Ketua II Majelis Sinode GPIB Pendeta Manuel E. Raintung mengatakan, tujuan diadakannya Semiloka “Gereja dan Demokrasi” adalah untuk memperkuat pemahaman gereja tentang politik dan demokrasi untuk berperan dalam pemajuan demokrasi.
Ia juga menyebutkan, tujuan semiloka juga untuk membuat pemetaan untuk melihat peran politik seperti apa yang bisa dilakukan gereja dalam rangka pemajuan demokrasi serta merancang strategi keterlibatan dan partisipasi gereja (GPIB) yang lebih bermakna dan bertanggungjawab dalam konteks kehidupan kebangsaan.
Kegiatan ini, kata Pendeta Manuel, bisa saja dilihat sebagai tindak lanjut dari program Pendidikan Politik yang dilaksanakan dalam proses pemilu lalu, namun juga merupakan wujud tanggung jawab profetik GPIB ditengah bangsa ini.
Diharapkan kegiatan ini bisa menjadi momentum bagi GPIB untuk merumuskan perannya dalam konteks pemajuan demokrasi Indonesia. Semiloka “Gereja dan Demokrasi” dilaksanakan sebagai upaya untuk menjawab tantangan tersebut dengan mempertemukan pemimpin dan aktivis gereja, akademisi, dan tokoh masyarakat untuk berdialog, menganalisis, dan mencari solusi atas isu-isu demokrasi yang relevan bagi gereja dan bangsa.
Dengan demikian, semiloka ini diharapkan mampu memperkuat pemahaman umat tentang peran mereka sebagai warga negara yang bertanggung jawab dan berintegritas dalam kehidupan politik, serta menumbuhkan sikap kritis dan partisipatif terhadap demokrasi.
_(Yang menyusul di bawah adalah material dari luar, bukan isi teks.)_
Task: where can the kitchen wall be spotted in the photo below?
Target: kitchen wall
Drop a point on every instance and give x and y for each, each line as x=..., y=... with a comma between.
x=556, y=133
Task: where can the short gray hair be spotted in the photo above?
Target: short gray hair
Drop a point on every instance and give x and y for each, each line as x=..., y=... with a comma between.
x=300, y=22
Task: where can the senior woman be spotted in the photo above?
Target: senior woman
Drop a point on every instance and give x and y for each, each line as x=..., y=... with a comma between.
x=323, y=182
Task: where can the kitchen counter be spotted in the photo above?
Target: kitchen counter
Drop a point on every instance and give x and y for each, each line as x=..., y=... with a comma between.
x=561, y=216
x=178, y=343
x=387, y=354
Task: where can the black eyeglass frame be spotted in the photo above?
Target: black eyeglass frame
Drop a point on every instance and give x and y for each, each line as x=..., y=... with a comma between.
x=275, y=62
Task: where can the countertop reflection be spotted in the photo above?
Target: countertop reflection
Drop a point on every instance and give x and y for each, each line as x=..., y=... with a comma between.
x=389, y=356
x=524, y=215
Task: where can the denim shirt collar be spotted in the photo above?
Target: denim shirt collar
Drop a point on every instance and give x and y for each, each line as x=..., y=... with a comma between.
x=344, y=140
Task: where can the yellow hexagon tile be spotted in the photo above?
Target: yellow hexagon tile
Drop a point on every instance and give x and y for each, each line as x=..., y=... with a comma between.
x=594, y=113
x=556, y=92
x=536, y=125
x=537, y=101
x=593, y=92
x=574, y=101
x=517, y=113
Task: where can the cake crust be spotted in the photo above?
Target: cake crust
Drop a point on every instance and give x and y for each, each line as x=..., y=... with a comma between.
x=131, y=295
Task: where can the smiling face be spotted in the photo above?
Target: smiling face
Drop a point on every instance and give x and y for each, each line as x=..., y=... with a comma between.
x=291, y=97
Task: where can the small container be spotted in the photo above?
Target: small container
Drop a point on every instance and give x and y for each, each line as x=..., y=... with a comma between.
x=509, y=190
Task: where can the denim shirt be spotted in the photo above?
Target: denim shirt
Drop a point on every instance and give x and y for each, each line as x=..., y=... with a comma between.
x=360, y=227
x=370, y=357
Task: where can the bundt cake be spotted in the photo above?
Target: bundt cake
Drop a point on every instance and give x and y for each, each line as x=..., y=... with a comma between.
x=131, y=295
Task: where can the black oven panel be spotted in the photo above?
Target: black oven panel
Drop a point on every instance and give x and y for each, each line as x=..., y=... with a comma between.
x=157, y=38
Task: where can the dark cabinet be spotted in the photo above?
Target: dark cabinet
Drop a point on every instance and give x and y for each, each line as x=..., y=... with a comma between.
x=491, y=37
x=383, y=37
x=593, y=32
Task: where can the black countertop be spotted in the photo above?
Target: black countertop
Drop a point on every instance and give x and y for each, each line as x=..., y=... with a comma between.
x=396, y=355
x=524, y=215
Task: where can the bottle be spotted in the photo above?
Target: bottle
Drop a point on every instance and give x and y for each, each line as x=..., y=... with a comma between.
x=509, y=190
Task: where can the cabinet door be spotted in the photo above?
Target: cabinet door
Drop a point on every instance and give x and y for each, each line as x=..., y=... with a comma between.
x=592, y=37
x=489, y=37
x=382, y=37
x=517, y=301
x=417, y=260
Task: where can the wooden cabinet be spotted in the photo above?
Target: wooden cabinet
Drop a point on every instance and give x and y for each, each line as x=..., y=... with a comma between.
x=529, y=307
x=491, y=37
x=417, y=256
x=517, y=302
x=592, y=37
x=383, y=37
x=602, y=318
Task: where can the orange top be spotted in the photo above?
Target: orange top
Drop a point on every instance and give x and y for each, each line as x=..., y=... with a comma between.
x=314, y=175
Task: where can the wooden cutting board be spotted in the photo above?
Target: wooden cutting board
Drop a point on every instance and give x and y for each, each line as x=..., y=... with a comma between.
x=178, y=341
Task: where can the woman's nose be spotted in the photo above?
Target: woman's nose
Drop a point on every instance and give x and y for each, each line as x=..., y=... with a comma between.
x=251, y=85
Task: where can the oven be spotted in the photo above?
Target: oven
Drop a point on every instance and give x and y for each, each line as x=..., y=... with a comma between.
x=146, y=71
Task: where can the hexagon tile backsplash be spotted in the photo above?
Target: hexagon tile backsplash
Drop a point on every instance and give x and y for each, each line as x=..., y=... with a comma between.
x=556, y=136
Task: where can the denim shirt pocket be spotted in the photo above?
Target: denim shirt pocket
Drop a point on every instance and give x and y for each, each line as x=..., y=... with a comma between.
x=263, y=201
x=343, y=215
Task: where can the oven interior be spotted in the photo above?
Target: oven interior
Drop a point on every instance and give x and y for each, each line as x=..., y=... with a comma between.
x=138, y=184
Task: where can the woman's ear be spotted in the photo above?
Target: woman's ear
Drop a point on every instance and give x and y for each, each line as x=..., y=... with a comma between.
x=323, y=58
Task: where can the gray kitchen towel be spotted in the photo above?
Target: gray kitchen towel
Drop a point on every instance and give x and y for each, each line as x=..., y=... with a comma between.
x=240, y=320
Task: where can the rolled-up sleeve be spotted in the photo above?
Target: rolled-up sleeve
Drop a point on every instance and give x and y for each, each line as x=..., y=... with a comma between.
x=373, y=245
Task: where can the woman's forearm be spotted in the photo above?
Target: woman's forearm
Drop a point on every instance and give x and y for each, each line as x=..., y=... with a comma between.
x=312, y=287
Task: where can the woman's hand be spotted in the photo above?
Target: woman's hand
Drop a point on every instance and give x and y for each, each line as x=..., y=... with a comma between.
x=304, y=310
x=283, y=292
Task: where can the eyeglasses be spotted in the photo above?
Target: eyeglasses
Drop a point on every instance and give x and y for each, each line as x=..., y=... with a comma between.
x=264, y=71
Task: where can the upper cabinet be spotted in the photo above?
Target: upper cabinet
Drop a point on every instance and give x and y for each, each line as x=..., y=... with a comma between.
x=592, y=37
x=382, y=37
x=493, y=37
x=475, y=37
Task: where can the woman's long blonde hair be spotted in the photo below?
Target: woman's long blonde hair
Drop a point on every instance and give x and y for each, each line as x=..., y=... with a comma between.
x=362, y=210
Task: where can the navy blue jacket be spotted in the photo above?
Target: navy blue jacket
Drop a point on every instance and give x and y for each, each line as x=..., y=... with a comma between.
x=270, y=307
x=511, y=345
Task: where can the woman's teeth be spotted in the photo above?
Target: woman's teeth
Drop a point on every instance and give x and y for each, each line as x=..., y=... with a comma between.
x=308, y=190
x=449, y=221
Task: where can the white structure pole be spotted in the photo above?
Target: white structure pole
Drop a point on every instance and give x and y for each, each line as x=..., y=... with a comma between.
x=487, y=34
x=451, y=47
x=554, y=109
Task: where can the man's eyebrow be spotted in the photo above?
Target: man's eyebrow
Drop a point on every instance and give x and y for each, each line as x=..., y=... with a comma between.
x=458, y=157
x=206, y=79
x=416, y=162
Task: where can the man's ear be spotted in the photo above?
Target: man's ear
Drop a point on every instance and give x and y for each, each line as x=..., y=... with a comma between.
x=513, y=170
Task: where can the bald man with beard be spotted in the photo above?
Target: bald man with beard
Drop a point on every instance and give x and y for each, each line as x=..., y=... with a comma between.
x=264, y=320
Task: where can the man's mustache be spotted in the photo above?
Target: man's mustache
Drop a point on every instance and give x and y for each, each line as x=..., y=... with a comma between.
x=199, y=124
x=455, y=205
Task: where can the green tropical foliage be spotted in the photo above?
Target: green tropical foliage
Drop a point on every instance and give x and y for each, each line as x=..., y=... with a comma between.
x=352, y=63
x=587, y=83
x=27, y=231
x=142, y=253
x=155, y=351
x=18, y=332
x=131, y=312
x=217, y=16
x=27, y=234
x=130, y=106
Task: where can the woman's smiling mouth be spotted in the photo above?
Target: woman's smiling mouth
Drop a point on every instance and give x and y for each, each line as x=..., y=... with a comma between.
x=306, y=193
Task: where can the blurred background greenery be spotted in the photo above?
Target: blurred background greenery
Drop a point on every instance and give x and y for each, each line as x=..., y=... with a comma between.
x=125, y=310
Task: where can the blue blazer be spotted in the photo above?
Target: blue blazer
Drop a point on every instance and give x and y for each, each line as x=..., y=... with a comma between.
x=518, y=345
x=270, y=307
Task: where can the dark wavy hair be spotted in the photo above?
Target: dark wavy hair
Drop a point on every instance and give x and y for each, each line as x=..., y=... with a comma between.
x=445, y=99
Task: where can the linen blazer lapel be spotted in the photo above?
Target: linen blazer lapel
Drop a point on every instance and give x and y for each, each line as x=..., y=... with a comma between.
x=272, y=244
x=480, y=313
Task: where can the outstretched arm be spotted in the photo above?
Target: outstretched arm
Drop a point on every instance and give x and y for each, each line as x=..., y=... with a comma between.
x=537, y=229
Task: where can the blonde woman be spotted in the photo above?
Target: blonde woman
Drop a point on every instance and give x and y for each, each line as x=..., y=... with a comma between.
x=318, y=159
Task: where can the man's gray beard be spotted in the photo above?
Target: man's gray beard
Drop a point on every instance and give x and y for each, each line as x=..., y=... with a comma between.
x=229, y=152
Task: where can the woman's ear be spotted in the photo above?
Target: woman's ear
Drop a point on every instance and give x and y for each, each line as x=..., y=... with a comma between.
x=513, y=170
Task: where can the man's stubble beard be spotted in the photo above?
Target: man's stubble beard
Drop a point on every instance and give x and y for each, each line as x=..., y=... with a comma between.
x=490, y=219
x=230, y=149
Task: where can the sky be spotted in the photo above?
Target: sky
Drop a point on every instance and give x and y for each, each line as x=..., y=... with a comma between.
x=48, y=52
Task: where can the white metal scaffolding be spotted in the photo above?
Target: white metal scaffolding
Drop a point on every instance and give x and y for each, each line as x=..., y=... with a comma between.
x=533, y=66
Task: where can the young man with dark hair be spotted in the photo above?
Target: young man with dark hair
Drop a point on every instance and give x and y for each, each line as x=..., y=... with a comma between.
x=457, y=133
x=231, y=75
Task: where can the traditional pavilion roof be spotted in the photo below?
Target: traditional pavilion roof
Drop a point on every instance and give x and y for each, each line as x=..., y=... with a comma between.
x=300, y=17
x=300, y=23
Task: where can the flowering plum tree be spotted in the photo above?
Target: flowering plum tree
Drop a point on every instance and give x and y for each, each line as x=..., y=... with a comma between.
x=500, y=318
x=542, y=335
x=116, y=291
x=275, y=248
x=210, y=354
Melalui kegiatan ini, gereja dapat memperkuat posisinya sebagai agen perubahan sosial yang mendukung terciptanya demokrasi yang lebih inklusif, adil, dan berkelanjutan di Indonesia.
Kritik Rocky Gerung
Saat memasuki area pelaksanaan Semiloka dan diperkenankan menyampaikan materi, Rocky Gerung (RG) tampil apa adanya mengkritisi peran gereja yang kurang bergerak untuk menyatakan kebenaran sebagaimana seharusnya gereja berdemokrasi dan bagaimana gereja bersikap dalam pelayanan kasih.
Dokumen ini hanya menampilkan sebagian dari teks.